Suppose that we have a DataFrame that contains city info, and we need may specific cities into different tiers. One of my former colleagues provided such a solution:
import numpy as np
def map_city_tier(df):
"""
:param df: a pd df containing City
:return: a pd df containing CityTier
"""
df.CityTier = np.where(df.City.isin(CITY0), '0',
np.where(df.City.isin(CITY1), '1',
np.where(df.City.isin(CITY2), '2',
np.where(df.City.isin(CITY3), '3', '4'))))
return df
In this case, np.where
is used to map items. Nice try, but if we have much more tiers, this way will be redundant. Yes, we can use a recursion, but we have a much simpler solution to solve this problem.

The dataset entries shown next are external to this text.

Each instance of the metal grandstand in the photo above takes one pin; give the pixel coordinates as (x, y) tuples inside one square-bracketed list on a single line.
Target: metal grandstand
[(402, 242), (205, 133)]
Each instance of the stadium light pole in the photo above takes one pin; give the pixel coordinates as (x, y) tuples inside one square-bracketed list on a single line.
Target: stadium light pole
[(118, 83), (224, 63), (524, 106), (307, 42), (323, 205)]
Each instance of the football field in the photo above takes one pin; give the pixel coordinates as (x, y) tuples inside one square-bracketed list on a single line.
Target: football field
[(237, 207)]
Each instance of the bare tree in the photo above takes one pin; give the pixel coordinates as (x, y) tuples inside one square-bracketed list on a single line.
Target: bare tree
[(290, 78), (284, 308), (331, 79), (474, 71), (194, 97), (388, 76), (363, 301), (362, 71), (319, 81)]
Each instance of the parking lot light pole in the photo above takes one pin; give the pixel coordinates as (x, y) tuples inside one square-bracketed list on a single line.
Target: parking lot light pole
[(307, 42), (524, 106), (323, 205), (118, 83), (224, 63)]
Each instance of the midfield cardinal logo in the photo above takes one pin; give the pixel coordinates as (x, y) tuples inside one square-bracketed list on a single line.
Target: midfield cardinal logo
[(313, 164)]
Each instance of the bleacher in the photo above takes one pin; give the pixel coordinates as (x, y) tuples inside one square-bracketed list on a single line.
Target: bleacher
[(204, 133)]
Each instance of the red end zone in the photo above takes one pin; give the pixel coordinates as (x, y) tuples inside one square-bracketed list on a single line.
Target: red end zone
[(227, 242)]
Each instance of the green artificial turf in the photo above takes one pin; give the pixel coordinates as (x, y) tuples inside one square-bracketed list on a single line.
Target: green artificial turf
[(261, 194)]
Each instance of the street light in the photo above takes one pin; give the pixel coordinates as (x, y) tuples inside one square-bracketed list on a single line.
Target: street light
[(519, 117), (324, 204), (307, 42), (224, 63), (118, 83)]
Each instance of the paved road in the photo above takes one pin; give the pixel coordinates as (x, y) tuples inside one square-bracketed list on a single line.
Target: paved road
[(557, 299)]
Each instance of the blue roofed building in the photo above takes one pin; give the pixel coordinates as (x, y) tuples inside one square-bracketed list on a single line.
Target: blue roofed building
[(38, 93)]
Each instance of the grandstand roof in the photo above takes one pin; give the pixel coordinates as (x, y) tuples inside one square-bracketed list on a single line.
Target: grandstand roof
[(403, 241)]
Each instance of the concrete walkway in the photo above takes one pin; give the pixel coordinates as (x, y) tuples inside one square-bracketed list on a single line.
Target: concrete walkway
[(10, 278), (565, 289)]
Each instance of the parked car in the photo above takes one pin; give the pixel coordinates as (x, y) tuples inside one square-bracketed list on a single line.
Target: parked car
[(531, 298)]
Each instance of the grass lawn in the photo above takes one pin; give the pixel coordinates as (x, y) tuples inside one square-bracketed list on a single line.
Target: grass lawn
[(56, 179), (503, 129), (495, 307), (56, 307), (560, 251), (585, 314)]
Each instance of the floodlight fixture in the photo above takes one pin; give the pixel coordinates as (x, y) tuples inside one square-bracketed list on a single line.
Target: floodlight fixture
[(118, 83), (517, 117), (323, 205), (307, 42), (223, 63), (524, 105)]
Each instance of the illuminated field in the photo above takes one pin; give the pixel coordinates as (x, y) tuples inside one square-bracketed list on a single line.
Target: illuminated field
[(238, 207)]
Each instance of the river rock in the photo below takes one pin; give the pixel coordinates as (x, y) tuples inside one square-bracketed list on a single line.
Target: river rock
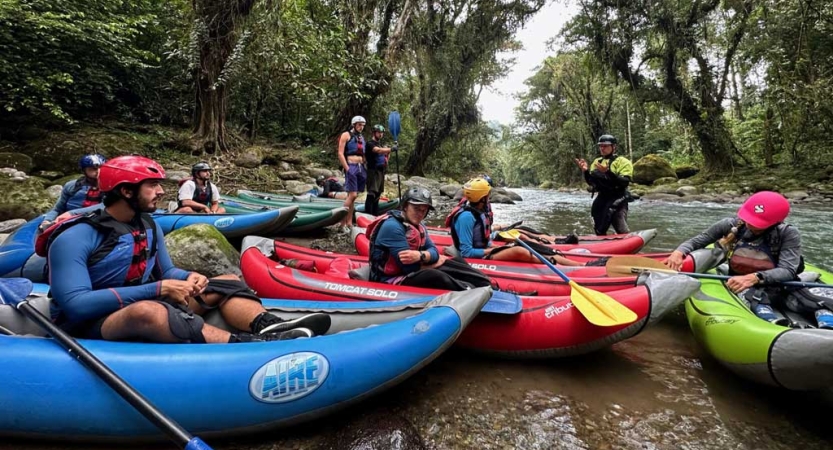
[(687, 190), (650, 168), (449, 189), (23, 199), (664, 180), (54, 191), (201, 248), (17, 161), (686, 171), (289, 175), (8, 226), (424, 182), (796, 195), (249, 159), (377, 431)]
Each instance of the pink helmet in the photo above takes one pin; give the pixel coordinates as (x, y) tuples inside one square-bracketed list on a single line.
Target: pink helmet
[(128, 169), (764, 209)]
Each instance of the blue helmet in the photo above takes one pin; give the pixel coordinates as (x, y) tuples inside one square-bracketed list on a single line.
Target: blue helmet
[(92, 160)]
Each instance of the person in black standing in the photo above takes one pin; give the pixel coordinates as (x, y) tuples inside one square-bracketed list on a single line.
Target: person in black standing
[(377, 164)]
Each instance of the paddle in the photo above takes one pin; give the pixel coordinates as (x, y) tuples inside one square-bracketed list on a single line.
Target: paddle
[(619, 266), (14, 291), (598, 308), (393, 126)]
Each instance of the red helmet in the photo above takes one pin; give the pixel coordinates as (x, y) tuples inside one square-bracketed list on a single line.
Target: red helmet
[(128, 169), (764, 209)]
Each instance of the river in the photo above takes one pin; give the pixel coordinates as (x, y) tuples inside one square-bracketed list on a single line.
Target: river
[(654, 391)]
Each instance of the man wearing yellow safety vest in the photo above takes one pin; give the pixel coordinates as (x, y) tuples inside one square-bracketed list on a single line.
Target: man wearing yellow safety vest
[(608, 176)]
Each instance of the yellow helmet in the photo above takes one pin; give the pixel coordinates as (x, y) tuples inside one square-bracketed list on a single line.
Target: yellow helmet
[(476, 189)]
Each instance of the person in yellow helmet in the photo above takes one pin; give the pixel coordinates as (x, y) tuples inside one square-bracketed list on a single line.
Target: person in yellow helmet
[(471, 227)]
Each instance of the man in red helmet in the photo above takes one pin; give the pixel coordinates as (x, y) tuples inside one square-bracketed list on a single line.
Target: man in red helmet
[(762, 251), (112, 278)]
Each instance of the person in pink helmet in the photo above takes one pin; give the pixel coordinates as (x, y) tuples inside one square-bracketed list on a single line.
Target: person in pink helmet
[(761, 250)]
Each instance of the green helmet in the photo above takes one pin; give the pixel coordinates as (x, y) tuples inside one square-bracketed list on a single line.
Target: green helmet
[(607, 139)]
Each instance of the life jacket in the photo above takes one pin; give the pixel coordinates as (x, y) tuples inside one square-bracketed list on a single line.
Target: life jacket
[(386, 266), (92, 196), (114, 230), (355, 146), (200, 196), (482, 224), (757, 255)]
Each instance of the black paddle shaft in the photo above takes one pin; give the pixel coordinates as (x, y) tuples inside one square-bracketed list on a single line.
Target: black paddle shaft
[(178, 434)]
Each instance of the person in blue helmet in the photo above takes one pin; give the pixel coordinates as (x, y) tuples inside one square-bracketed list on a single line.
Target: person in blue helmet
[(112, 278), (79, 193), (402, 252)]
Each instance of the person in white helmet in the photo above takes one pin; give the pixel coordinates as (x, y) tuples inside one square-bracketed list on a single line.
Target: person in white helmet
[(351, 156)]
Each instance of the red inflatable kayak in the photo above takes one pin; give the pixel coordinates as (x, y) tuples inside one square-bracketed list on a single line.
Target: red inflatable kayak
[(509, 276), (612, 244), (546, 327)]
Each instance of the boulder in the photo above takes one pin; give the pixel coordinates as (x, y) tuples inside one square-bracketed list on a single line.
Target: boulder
[(796, 195), (650, 168), (687, 190), (17, 161), (248, 159), (8, 226), (23, 199), (202, 248), (686, 171), (289, 175), (664, 180), (449, 189)]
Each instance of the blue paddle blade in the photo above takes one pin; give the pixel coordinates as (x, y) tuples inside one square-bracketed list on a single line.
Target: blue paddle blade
[(14, 290), (394, 124), (503, 303)]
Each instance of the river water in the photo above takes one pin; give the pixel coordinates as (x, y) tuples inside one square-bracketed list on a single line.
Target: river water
[(654, 391)]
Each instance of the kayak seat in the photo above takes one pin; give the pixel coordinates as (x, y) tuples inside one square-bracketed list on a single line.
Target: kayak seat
[(13, 320)]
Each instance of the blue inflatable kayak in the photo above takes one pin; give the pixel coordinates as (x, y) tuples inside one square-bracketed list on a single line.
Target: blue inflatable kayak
[(223, 389)]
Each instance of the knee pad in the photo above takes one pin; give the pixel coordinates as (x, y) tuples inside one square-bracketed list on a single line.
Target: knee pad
[(184, 324)]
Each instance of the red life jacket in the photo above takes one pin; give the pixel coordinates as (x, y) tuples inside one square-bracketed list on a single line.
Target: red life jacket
[(114, 230), (387, 265)]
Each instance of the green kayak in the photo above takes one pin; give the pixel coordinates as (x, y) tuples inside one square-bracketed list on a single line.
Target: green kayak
[(305, 202), (304, 221), (790, 357)]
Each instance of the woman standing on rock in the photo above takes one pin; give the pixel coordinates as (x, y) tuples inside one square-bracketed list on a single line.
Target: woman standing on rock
[(351, 156), (609, 176)]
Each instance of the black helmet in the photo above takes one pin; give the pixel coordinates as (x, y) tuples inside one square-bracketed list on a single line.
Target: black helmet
[(199, 167), (607, 139), (418, 196)]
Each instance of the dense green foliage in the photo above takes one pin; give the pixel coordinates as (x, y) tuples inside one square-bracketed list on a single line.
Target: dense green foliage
[(715, 84)]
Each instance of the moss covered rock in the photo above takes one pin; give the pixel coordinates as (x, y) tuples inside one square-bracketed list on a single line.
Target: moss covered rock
[(18, 161), (201, 248), (650, 168)]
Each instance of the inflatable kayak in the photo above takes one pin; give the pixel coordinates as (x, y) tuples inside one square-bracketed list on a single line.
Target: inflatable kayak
[(793, 358), (304, 221), (267, 223), (228, 389), (518, 277), (270, 199), (615, 244), (546, 327)]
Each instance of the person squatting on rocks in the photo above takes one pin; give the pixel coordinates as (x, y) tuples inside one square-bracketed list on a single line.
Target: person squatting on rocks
[(112, 278), (609, 177)]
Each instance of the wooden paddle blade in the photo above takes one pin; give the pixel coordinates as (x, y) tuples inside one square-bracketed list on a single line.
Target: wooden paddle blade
[(600, 309), (626, 266)]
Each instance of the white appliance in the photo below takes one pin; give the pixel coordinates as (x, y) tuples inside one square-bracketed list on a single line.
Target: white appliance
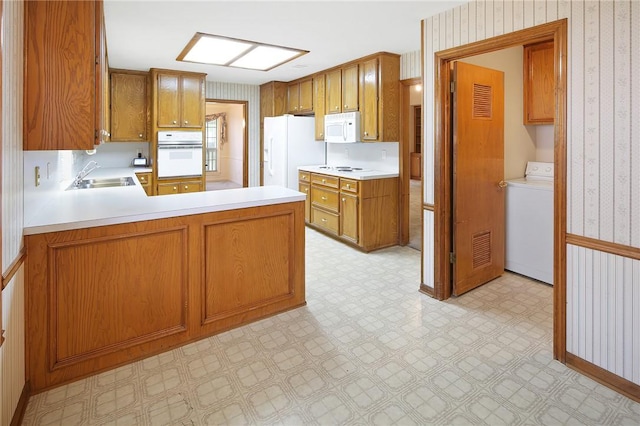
[(180, 153), (342, 128), (289, 142), (529, 223)]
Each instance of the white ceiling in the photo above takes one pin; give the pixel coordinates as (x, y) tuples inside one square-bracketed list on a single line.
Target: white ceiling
[(147, 34)]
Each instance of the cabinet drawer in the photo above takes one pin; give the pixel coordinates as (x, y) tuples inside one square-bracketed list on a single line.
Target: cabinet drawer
[(304, 176), (324, 219), (324, 180), (349, 185), (324, 198)]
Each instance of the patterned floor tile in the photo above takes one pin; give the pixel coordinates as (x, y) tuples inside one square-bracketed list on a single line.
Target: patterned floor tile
[(368, 349)]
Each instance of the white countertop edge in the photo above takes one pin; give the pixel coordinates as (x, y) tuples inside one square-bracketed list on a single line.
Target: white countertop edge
[(357, 175)]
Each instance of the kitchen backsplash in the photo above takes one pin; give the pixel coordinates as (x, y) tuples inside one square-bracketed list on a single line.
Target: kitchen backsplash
[(383, 156), (58, 168)]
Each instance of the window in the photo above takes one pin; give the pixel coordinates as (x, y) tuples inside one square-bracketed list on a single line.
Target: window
[(211, 160)]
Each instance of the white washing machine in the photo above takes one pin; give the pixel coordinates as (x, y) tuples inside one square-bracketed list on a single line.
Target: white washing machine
[(529, 223)]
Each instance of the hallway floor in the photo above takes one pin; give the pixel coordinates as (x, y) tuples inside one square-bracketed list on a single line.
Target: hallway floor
[(368, 349)]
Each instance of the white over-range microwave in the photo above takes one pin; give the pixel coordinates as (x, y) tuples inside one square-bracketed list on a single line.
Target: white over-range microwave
[(342, 128)]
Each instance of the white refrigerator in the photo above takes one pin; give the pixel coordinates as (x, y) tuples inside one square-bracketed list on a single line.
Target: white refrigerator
[(289, 142)]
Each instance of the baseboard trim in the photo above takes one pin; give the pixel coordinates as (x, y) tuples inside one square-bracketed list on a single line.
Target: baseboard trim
[(604, 377), (426, 290), (18, 415)]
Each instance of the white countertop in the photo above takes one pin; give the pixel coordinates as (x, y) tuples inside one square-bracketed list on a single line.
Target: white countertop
[(365, 174), (86, 208)]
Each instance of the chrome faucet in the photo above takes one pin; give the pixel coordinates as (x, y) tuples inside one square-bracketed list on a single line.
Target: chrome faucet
[(88, 168)]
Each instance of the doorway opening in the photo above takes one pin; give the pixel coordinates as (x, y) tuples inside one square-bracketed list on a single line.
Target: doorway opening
[(226, 150), (443, 224)]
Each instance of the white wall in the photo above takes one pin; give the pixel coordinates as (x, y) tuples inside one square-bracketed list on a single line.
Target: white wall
[(244, 92), (12, 352), (519, 140), (603, 174)]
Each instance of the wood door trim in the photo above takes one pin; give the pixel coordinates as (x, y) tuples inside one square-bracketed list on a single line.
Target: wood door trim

In a previous post, I mentioned using a dictionary to replace the if...else
logic, and here we go, we will use dict
here as well.
First, we can create a mapping dict.
MAPPING = {'city1': 1, 'city2': 2, 'city3': 1, 'city4': 3, ...}
The we can use a simple dict.get()
to replace the items in a DataFrame. Here is the magic:
def map_city_tier2(df):
df.CityTier = df.City.apply(MAPPING.get)
return df
Yes, just one dict
and one line of code, and the problem has been easily solved. Super easy, right?